Monday, February 03, 2014

Choosing Between Meritocracy And Topocracy

Topocracy is a counterpoint to the meritocratic distribution of rewards within an economic network.  This isn't some mere theoretical description of how economies behave as their structures mature.  It's a description of reality as plutocratic regimes become entrenched in modern economies.

Contrast the Arrow-Debreau model of supply-demand equilibrium with the Sonnenschein–Mantel–Debreu theorem that individual rationality does not necessarily lead to macroeconomic rationality.  This is not intuitive; Kantian reasoning tempts us to believe that rational actors everywhere would construct a rational world even without a deliberate attempt to do so.  The lack of rationality in humans, such as with the inability to apply Bayes' Theorem or game theory in thinking, begs theoreticians to construct explanations that account for non-rational economic actions.  This leads academics to the study of the tension between topocracy and meritocracy in a world where a perfect Arrow-Debreau equilibrium does not always hold for every commodity.

Serious students of these topics are welcome to peruse "To Each According to its Degree: The Meritocracy and Topocracy of Embedded Markets" from Scientific Reports.  One doesn't need an understanding of advanced mathematics to comprehend the study's implications.  Social networks have costs, and those costs channel rewards to economic actors favored by "nodes" of connectivity regardless of whether they produce things of value.  A plutocratic society skews these reward channels upward through manipulation of the legal and political systems.  Increasing income inequality is the result.  Economic advantage is locked into the most robust social networks.  Members of lower social classes find themselves locked out of opportunities to join social networks that channel excess economic rewards upward to the ruling elite.

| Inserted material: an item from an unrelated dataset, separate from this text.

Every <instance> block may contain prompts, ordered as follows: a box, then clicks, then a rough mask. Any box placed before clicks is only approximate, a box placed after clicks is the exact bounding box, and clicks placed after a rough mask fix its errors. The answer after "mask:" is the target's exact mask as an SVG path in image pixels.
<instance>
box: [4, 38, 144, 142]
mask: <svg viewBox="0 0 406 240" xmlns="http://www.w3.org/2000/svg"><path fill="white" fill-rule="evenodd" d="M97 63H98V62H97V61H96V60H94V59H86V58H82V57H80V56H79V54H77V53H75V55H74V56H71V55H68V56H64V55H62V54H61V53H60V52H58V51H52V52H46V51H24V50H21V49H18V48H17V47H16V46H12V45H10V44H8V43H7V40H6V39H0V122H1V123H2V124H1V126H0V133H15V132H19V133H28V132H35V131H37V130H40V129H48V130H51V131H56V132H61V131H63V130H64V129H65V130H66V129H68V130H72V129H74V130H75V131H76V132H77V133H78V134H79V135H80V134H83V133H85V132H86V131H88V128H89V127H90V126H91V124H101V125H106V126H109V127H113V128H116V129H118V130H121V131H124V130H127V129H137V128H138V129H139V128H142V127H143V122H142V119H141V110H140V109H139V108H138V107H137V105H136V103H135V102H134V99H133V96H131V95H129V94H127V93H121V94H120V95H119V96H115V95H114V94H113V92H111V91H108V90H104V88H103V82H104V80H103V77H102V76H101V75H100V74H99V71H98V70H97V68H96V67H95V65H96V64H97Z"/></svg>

The choice between meritocracy and topocracy is never completely mutually exclusive.  Economies have always been inseparable from social networks.  Only the complete disintermediation of all production, all consumption, and all knowledge from social connections would theoretically eliminate the possibility of topocratic rewards skewed to those of high connections and status.  The greatest promise of additive manufacturing (3D printers allowing anyone to design and produce), automation (the possibility of production anywhere, anytime), and MOOCs (free education and knowledge) is the potential to confine topocracy to a very small portion of the economy.  The convergence of those three forces can unleash a meritocratic economy that bypasses plutocratic social nodes.